It’s time to change Israel’s provincial defense policy
Op-ed: Our political-security echelon isn’t solving or dealing with problems; it's simply postponing them, passing them on to the next generation. It’s as if everything beyond Hezbollah, Hamas and Iran doesn’t exist. It’s as if the world around us hasn’t changed.
It’s as if the headlines were taken from the previous century: The Syrians fire rockets at open areas, Israel destroys Syrian cannons in response, the Iranians threaten to deploy Shiite forces in Syria, Israel announces “red lines” and threatens a military conflict, Fatah and Hamas hold futile talks on a unity government, the prime minister declares Israel is suspending talks with the Palestinians, and everyone here applauds the security and political echelons. There, we showed them the meaning of deterrence.
But what we are seeing here is a provincial defense policy, a false representation of a leadership that barely sees beyond the tip of its nose and is busy putting out fires day and night.
It’s a leadership that sees national security through a narrow regional viewpoint. It’s as if everything beyond Hezbollah, Hamas and Iran doesn’t exist. It’s as if the world around us hasn’t changed in the past decades, and we are stuck in the era of aggressive solutions in the form of reward and punishment as the main political-security activity.
The current political-security echelon isn’t solving problems, isn’t dealing with problems, but simply postponing them, passing them on to the next generation with the use of force.
The Israeli security worldview, if there is one, was consolidated somewhere in the Cold War era. There were two world powers at the time—the United States and the Soviet Union—which had complete dominance over the production and use of nuclear weapons. Over the years, the two powers formulated rules for the game that created mutual deterrence. At the time, the chance of a local clash in any corner of the globe sparking a nuclear conflict was low.
In the Six-Day War and in the Yom Kippur War, the Russians threatened to use a nuclear weapon to curb Israeli achievements. But they were likely unwilling to enter a nuclear conflict with the Americans over that.
But times have changed. Today, the world has nine nuclear countries. They are active in different arenas, in places with different rules of the game, and they are threatening to use their nuclear weapons in local conflicts as well.
Take India-Pakistan, for example. There are no clear rules of the game today, no control over the number of missiles capable of carrying a nuclear warhead. The Pakistanis aren’t bothering to produce missiles they can neutralize after the launch, in case of a mistake, and no one understands North Korea’s logic. It’s no wonder Japan and South Korea are on the verge of becoming nuclear states, and the Iranians are following in their footsteps.
The world is a much more dangerous place in terms of the nuclear threat compared to the 1960s and 1980s, and it will become even more dangerous over the next decade, when other countries join the nuclear club. Such an explosive world requires a great amount of caution, in every corner across the globe. When you strike in Syria, you must take into account it could cause a regional and even global chain reaction. A crisis between India and Pakistan, or a nuclear crisis between the US and North Korea, can have ramifications on Israel as well.

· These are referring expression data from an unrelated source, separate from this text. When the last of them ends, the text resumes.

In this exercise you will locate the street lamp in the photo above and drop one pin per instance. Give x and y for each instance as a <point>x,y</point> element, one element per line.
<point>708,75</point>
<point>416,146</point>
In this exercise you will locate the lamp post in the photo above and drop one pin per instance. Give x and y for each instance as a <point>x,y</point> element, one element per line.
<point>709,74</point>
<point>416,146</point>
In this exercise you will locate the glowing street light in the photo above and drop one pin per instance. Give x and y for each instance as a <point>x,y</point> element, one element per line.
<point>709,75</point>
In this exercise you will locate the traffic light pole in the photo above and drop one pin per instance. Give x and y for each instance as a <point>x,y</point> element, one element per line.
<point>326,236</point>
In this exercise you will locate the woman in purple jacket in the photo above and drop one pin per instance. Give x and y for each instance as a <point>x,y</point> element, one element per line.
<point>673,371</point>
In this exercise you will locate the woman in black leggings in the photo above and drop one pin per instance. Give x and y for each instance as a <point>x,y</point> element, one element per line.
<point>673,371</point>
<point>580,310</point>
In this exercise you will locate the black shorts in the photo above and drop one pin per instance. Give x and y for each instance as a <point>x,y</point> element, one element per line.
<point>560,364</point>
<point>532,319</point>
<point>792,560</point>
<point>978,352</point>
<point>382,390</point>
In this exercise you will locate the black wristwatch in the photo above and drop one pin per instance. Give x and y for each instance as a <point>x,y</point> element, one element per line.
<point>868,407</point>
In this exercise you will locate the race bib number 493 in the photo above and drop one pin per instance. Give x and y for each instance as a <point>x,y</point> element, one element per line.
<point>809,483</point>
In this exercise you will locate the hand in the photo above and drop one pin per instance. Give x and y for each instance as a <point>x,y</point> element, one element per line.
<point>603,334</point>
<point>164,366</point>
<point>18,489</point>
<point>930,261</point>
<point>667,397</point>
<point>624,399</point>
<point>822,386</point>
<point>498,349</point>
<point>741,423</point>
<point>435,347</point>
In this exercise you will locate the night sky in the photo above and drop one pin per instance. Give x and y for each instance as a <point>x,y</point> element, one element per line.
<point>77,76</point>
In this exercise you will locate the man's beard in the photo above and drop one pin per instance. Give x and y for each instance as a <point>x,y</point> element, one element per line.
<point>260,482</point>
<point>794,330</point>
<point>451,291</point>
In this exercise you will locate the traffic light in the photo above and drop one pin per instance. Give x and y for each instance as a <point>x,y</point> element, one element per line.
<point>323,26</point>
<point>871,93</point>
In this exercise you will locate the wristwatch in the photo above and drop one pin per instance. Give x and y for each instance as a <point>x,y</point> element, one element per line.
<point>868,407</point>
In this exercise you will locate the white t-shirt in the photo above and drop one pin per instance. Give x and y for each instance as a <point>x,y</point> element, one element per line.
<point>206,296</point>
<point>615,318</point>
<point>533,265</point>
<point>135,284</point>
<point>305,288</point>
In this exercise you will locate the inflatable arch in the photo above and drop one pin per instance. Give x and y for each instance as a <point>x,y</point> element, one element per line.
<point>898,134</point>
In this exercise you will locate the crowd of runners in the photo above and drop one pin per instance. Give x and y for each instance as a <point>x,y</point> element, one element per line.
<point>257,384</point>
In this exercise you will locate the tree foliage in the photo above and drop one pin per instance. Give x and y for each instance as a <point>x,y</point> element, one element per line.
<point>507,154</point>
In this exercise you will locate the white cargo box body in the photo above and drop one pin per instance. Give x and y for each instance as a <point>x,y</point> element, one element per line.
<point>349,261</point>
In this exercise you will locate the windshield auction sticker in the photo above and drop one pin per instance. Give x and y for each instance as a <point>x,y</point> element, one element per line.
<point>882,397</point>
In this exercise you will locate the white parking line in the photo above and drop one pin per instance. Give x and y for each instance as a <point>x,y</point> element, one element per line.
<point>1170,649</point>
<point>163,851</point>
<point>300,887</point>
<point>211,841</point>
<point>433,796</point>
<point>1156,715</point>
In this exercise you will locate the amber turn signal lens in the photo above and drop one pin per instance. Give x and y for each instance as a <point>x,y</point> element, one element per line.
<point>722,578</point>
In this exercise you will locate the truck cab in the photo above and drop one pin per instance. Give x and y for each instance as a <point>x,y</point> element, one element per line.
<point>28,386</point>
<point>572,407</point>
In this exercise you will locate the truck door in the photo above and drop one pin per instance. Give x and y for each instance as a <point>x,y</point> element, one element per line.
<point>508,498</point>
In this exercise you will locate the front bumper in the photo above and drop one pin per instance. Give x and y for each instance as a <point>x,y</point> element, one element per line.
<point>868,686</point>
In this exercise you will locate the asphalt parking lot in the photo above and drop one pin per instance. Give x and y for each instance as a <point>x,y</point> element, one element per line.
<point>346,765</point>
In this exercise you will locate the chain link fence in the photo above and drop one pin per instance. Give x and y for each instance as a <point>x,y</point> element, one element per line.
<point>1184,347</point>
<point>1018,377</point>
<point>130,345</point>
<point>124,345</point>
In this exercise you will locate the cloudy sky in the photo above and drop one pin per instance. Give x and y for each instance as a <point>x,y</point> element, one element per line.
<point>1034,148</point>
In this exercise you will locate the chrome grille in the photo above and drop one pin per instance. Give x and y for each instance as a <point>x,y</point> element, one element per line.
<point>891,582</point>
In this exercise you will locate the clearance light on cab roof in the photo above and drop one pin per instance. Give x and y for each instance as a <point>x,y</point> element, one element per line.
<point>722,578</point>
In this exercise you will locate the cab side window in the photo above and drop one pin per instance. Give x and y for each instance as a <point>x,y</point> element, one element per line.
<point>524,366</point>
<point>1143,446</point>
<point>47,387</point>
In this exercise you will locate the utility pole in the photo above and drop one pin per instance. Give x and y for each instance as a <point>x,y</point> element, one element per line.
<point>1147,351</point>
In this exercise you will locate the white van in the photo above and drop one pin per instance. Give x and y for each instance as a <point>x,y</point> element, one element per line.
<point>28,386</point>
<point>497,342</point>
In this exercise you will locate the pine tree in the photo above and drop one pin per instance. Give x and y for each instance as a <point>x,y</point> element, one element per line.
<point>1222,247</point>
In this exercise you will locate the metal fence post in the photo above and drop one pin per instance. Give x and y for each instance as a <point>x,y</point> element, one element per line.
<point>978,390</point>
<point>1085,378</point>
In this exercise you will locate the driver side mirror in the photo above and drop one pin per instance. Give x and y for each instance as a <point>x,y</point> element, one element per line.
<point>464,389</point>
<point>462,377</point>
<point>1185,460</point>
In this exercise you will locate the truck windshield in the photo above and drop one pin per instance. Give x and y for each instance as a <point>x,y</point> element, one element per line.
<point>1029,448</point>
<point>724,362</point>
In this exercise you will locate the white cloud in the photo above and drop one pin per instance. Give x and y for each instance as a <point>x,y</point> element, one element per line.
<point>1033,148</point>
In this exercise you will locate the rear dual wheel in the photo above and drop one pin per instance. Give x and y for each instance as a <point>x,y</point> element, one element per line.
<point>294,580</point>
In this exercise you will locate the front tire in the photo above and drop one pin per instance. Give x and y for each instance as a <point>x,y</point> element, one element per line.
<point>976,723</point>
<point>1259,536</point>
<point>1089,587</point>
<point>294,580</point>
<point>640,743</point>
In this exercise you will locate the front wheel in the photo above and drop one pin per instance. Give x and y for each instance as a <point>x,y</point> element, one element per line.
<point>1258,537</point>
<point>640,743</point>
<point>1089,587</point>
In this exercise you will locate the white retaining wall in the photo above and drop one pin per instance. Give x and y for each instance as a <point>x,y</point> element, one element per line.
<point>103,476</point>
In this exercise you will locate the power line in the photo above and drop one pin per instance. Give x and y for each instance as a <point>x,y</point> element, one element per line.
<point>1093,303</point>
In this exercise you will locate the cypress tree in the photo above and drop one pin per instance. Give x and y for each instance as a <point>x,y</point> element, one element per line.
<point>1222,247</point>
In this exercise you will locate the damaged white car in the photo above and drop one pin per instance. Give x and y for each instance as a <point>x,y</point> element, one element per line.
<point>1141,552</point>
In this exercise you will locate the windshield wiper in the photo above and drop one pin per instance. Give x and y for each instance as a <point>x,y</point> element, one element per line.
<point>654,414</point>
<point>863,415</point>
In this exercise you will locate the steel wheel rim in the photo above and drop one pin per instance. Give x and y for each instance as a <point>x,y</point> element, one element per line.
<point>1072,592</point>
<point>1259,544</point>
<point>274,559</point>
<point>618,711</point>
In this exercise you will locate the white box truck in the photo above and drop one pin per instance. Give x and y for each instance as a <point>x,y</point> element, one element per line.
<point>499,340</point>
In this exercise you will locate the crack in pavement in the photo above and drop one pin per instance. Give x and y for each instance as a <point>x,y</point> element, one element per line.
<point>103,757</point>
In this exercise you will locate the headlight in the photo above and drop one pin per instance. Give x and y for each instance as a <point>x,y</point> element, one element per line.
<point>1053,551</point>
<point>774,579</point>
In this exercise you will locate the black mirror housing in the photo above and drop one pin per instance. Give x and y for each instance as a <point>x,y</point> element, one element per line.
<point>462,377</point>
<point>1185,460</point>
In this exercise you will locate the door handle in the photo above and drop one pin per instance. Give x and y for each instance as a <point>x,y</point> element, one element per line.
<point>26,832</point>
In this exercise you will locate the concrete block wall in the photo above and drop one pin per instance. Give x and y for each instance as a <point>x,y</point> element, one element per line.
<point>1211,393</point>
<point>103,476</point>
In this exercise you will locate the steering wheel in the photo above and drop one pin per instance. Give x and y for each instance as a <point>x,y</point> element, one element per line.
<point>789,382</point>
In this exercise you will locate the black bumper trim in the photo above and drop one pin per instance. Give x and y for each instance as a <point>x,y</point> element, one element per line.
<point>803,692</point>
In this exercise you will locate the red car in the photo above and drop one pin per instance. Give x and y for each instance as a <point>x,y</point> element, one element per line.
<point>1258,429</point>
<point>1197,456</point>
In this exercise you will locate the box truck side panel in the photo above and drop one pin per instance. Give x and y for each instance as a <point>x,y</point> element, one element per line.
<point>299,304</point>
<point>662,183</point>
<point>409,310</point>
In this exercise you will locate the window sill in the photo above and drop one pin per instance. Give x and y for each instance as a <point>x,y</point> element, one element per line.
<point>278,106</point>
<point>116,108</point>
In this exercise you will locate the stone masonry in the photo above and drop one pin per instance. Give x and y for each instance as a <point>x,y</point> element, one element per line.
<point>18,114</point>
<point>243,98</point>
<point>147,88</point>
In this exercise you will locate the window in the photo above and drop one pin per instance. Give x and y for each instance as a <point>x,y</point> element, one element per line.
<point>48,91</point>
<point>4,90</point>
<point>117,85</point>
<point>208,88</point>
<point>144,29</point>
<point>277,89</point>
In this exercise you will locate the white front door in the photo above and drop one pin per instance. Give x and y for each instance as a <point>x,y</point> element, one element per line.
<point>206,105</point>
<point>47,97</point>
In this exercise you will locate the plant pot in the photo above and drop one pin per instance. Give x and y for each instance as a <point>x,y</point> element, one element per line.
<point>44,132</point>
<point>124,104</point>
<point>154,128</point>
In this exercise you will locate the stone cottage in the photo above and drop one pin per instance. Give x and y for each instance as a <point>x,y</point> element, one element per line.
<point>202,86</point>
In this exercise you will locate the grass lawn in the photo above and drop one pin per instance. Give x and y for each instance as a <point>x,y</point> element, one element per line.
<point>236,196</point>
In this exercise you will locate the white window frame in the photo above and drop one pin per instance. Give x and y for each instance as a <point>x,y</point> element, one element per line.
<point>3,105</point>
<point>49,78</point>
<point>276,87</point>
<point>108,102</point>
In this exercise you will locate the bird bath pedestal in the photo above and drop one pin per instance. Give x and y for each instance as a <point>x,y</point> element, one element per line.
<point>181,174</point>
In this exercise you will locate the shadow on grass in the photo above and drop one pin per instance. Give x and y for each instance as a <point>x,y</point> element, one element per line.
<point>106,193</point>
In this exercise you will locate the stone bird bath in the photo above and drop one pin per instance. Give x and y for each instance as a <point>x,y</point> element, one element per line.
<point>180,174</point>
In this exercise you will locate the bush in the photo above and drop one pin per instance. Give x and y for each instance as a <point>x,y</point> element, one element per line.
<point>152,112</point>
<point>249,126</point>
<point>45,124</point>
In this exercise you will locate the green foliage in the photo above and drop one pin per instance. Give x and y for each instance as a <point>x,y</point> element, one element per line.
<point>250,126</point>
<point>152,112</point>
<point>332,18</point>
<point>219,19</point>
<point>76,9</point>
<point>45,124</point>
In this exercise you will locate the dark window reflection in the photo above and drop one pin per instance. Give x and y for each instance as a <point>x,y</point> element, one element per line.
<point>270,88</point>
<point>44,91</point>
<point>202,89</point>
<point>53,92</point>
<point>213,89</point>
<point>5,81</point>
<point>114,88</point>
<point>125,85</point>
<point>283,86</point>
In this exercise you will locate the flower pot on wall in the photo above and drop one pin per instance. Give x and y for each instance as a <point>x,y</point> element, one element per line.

In such a situation of an unclear nuclear game, countries rely less on the use of military force for solving problems, and more on the use of “soft force”—all the systems that won't lead to an explosive chain of events to achieve political goals: Diplomacy, media and economic leverages, psychological warfare, cyber warfare, the secret activity of special forces and intelligence agencies, use of low-signature systems to target the enemy and maintaining strategic ambiguity so as not to force the enemy to respond. In other words, Less tanks and more thought.
But Israel isn’t there yet. It isn’t by chance that Israel was excluded from the nuclear agreement with Iran, and that it’s being excluded from the agreement in Syria—it’s because Israel is not properly using the “soft” measures at its disposal—if at all—to reach diplomatic-regional achievements. And when you fail to implement soft abilities, the only option left at your disposal is to bomb three Syrian cannons out of an old habit and creating an illusion among the public that you solved a problem.
Israel does have “soft” abilities. Pushing Hamas into the Egyptians’ arms and pushing the Muslim Brotherhood away from Gaza is an example of a strategic achievement that was the result of proper economic and diplomatic moves. We don’t always have to bang our head against a brick wall.